"Heroics, eh? You obstinate little fool! I could choke you with one hand!"
"You'd better try!" shouted Matthews.
He started in spite of himself when a muffled boom suddenly answered him, jarring even the sunken walls of the room. Then he remembered that voice of the drowsing city, bursting out with the pent-up brew of the day.
"Ah!" exclaimed Magin strangely—"The cannon speaks at last! You will hear, beside your fountain, what it has to say. That, at any rate, you will perhaps understand—you and the people of your island." He stopped a moment. "But," he went on, "if some fasting dervish knocks you on the head with his mace, or sticks his knife into your back, don't say I didn't warn you!"
And the echo of his receding stamp in the corridor drowned for a moment the trickle of the invisible water.
V
The destiny of some men lies coiled within them, invisible as the blood of their hearts or the stuff of their will, working darkly, day by day and year after year, for their glory or for their destruction. The destiny of other men is an accident, a god from the machine or an enemy in ambush. Such was the destiny of Guy Matthews, as it was of how many other unsuspecting young men of his time. It would have been inconceivable to him, as he stood in his dark stone room listening to Magin's receding stamp, that anything could make him do what Magin demanded. Yet something did it—the last drop of the strange essence Dizful had been brewing for him.
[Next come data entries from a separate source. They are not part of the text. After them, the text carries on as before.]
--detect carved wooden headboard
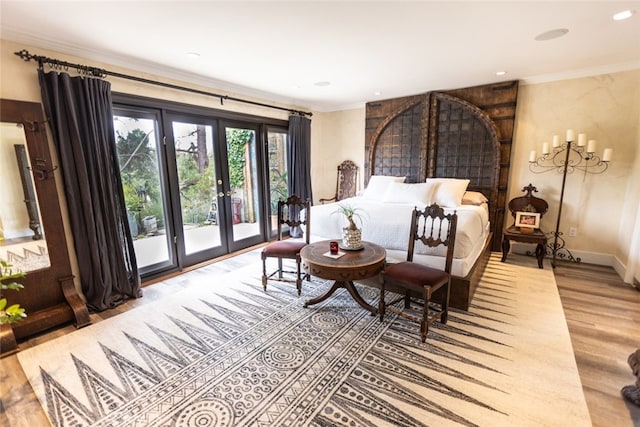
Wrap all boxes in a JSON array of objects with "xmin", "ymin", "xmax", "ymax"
[{"xmin": 365, "ymin": 81, "xmax": 518, "ymax": 251}]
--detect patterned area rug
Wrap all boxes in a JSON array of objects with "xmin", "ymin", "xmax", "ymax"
[
  {"xmin": 0, "ymin": 240, "xmax": 51, "ymax": 273},
  {"xmin": 18, "ymin": 254, "xmax": 591, "ymax": 427}
]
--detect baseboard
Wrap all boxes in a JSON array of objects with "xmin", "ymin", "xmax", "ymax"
[
  {"xmin": 511, "ymin": 242, "xmax": 640, "ymax": 290},
  {"xmin": 511, "ymin": 242, "xmax": 622, "ymax": 266}
]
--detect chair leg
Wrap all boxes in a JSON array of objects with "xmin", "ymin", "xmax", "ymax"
[
  {"xmin": 440, "ymin": 282, "xmax": 451, "ymax": 324},
  {"xmin": 296, "ymin": 257, "xmax": 302, "ymax": 296},
  {"xmin": 420, "ymin": 286, "xmax": 431, "ymax": 342},
  {"xmin": 262, "ymin": 255, "xmax": 267, "ymax": 292},
  {"xmin": 378, "ymin": 281, "xmax": 385, "ymax": 322}
]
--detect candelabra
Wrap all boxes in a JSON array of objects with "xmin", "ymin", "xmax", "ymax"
[{"xmin": 529, "ymin": 129, "xmax": 613, "ymax": 268}]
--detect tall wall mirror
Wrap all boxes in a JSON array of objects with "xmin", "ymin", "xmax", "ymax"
[
  {"xmin": 0, "ymin": 99, "xmax": 89, "ymax": 356},
  {"xmin": 0, "ymin": 122, "xmax": 51, "ymax": 273}
]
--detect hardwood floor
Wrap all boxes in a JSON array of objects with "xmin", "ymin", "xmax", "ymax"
[
  {"xmin": 554, "ymin": 263, "xmax": 640, "ymax": 427},
  {"xmin": 0, "ymin": 250, "xmax": 640, "ymax": 427}
]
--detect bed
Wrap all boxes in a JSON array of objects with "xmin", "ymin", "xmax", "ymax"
[
  {"xmin": 311, "ymin": 176, "xmax": 492, "ymax": 309},
  {"xmin": 311, "ymin": 81, "xmax": 518, "ymax": 310}
]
The letter that accomplished this miracle came to him by the hand of a Bakhtiari from Meidan-i-Naft. It said very little. It said so little, and that little so briefly, that Matthews, still preoccupied with his own quarrel, at first saw no reason why a stupid war on the Continent, and the consequent impossibility of telegraphing home except by way of India, should affect the oil-works, or why his friends should put him in the position of showing Magin the white feather. But as he turned over the Bakhtiari's scrap of paper the meaning of it grew, in the light of the very circumstances that made him hesitate, so portentously that he sent Abbas for horses. And before the Ramazan gun boomed again he was well on his way back to Meidan-i-Naft.
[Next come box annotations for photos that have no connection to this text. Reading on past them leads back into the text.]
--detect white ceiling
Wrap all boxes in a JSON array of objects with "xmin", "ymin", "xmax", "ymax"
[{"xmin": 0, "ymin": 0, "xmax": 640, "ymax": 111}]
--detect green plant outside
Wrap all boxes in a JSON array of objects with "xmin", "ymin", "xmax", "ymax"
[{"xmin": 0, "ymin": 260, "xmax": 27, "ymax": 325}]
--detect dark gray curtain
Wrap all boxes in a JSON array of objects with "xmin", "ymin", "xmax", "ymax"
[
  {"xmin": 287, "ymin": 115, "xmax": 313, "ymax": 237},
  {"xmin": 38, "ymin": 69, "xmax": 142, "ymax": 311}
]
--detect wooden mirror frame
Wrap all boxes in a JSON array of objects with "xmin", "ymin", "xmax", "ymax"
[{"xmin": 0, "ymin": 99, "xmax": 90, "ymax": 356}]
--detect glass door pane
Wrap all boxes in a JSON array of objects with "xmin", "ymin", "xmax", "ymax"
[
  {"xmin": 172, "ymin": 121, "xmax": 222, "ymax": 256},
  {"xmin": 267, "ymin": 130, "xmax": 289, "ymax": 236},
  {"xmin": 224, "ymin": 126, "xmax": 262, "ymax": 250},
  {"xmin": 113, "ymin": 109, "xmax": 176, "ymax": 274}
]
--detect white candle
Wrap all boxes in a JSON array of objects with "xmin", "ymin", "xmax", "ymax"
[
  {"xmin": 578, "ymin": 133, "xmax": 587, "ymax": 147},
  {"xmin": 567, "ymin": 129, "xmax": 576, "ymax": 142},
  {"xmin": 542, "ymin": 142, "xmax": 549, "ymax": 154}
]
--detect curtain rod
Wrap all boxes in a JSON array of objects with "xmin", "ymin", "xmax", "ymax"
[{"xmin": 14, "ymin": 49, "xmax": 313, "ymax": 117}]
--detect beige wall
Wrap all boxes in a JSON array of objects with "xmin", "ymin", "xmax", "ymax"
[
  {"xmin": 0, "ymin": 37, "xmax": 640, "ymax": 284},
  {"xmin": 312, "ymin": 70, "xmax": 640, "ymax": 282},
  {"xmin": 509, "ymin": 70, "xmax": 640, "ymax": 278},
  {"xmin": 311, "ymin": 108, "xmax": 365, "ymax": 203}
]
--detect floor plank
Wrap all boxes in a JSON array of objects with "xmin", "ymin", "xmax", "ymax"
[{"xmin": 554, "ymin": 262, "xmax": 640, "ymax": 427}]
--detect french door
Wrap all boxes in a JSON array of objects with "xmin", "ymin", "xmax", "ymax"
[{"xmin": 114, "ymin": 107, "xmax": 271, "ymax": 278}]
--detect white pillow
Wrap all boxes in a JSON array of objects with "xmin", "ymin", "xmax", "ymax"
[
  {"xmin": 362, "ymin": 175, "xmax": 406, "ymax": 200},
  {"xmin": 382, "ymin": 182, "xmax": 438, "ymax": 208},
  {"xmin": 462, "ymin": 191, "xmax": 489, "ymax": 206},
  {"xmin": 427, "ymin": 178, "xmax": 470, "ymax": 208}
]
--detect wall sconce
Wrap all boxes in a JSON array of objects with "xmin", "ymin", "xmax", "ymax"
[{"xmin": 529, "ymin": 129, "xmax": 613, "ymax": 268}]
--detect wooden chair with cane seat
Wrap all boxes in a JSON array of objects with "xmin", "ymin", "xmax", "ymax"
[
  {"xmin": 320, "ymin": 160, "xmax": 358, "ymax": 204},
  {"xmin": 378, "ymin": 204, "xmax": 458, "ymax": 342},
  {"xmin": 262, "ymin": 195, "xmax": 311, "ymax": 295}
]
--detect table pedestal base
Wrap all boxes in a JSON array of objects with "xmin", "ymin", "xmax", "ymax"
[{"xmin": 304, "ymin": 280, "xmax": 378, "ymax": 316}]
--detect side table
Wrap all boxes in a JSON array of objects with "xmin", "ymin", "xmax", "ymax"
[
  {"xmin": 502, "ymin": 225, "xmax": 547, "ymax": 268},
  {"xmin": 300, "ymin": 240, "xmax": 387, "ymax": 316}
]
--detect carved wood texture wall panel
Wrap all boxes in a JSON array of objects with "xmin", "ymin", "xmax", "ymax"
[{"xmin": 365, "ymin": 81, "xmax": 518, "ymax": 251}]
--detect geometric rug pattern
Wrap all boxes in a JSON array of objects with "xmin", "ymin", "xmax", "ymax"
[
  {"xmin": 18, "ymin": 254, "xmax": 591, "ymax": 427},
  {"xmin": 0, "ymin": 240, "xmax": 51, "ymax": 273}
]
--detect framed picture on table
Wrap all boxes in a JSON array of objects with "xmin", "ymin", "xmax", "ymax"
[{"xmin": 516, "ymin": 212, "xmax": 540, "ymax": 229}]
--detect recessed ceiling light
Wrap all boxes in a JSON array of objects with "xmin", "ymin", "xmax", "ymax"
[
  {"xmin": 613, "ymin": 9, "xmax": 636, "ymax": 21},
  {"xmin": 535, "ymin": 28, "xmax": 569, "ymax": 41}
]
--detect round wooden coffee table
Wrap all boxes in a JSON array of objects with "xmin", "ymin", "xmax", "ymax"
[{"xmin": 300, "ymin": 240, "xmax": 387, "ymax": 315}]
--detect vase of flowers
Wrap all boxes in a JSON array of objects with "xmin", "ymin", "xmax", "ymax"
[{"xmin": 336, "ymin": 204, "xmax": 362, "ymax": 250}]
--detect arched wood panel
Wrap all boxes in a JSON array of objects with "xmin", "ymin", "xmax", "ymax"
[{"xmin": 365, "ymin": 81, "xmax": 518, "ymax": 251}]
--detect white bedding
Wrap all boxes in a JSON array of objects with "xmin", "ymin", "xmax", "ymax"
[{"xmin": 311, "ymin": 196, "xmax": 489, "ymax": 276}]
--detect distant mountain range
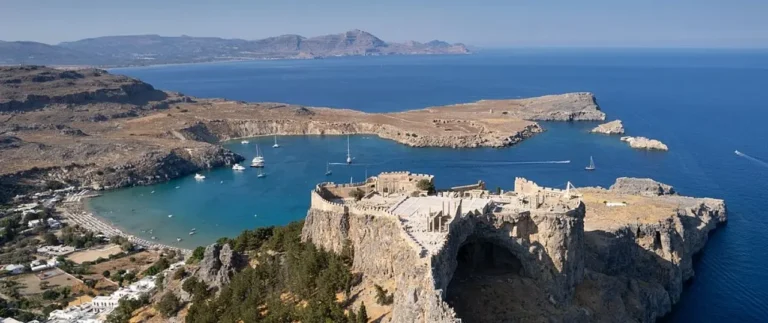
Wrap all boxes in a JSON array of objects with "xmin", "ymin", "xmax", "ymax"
[{"xmin": 0, "ymin": 29, "xmax": 470, "ymax": 66}]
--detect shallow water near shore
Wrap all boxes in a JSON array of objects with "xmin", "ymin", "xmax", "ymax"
[{"xmin": 94, "ymin": 51, "xmax": 768, "ymax": 322}]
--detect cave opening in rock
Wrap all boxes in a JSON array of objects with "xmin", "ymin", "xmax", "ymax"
[
  {"xmin": 445, "ymin": 238, "xmax": 549, "ymax": 323},
  {"xmin": 454, "ymin": 240, "xmax": 523, "ymax": 278}
]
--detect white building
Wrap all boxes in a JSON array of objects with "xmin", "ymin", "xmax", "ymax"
[
  {"xmin": 0, "ymin": 264, "xmax": 24, "ymax": 274},
  {"xmin": 29, "ymin": 258, "xmax": 59, "ymax": 271},
  {"xmin": 47, "ymin": 276, "xmax": 158, "ymax": 323},
  {"xmin": 37, "ymin": 245, "xmax": 75, "ymax": 257}
]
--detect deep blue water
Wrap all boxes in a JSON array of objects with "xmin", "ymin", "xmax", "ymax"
[{"xmin": 91, "ymin": 50, "xmax": 768, "ymax": 322}]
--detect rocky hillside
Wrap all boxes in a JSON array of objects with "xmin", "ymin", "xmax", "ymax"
[
  {"xmin": 0, "ymin": 66, "xmax": 168, "ymax": 113},
  {"xmin": 0, "ymin": 29, "xmax": 469, "ymax": 66},
  {"xmin": 0, "ymin": 66, "xmax": 605, "ymax": 200}
]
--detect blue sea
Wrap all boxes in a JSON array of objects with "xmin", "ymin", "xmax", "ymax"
[{"xmin": 96, "ymin": 50, "xmax": 768, "ymax": 322}]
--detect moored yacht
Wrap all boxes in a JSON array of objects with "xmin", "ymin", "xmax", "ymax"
[
  {"xmin": 251, "ymin": 145, "xmax": 264, "ymax": 168},
  {"xmin": 347, "ymin": 135, "xmax": 352, "ymax": 164}
]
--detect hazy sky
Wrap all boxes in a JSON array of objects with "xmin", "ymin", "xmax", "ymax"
[{"xmin": 0, "ymin": 0, "xmax": 768, "ymax": 48}]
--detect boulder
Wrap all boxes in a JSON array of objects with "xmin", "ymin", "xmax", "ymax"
[{"xmin": 195, "ymin": 244, "xmax": 248, "ymax": 289}]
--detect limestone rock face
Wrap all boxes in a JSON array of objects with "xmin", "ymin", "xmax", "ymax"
[
  {"xmin": 195, "ymin": 244, "xmax": 248, "ymax": 289},
  {"xmin": 590, "ymin": 120, "xmax": 624, "ymax": 135},
  {"xmin": 576, "ymin": 178, "xmax": 727, "ymax": 322},
  {"xmin": 621, "ymin": 136, "xmax": 669, "ymax": 151},
  {"xmin": 610, "ymin": 177, "xmax": 677, "ymax": 196},
  {"xmin": 302, "ymin": 199, "xmax": 584, "ymax": 323}
]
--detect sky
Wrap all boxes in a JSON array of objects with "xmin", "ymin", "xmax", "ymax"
[{"xmin": 0, "ymin": 0, "xmax": 768, "ymax": 48}]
There was something unreal to him about that night ride eastward across the dusty moonlit plain. He never forgot that night. The unexpectedness of it was only a part of the unreality. What pulled him up short was a new quality in the general unexpectedness of life. Life had always been, like the trip from which he was returning, more or less of a lark. Whereas it suddenly appeared that life might, perhaps, be very little of a lark. So far as he had ever pictured life to himself he had seen it as an extension of his ordered English countryside, beset by no hazard more searching than a hawthorne hedge. But the plain across which he rode gave him a new picture of it, lighted romantically enough by the moon, yet offering a rider magnificent chances to break his neck in some invisible nullah, if not to be waylaid by marauding Lurs or lions. It even began to come to this not too articulate young man that romance and reality might be the same thing, romance being what happens to the other fellow and reality being what happens to you. He looked up at the moon of war that had been heralded to him by cannon and tried to imagine what, under that same moon far away in Europe, was happening to the other fellow. For it was entirely on the cards that it might also happen to him, Guy Matthews, who had gone up the Ab-i-Diz for a lark! That his experience had an extraordinary air of having happened to some one else, as he went back in his mind to his cruise on the river, his meeting with the barge, his first glimpse of Dizful, the interlude of Bala Bala, the return to Dizful, the cannon, Magin. Magin! He was extraordinary enough, in all conscience, as Matthews tried to piece together, under his romantic-realistic moon, the various unrelated fragments his memory produced of that individual, connoisseur of Greek kylixes and Lur nose-jewels, quoter of Scripture and secret agent.
The bounder must have known, as he sat smoking his cigar and ironizing on the ruins of empires, that the safe and settled little world to which they both belonged was already in a blaze. Of course he had known it—and he had said nothing about it! But not least extraordinary was the way the bounder, whom after all Matthews had only seen twice, seemed to color the whole adventure. In fact, he had been the first speck in the blue, the forerunner—if Matthews had only seen it—of the more epic adventure into which he was so quickly to be caught.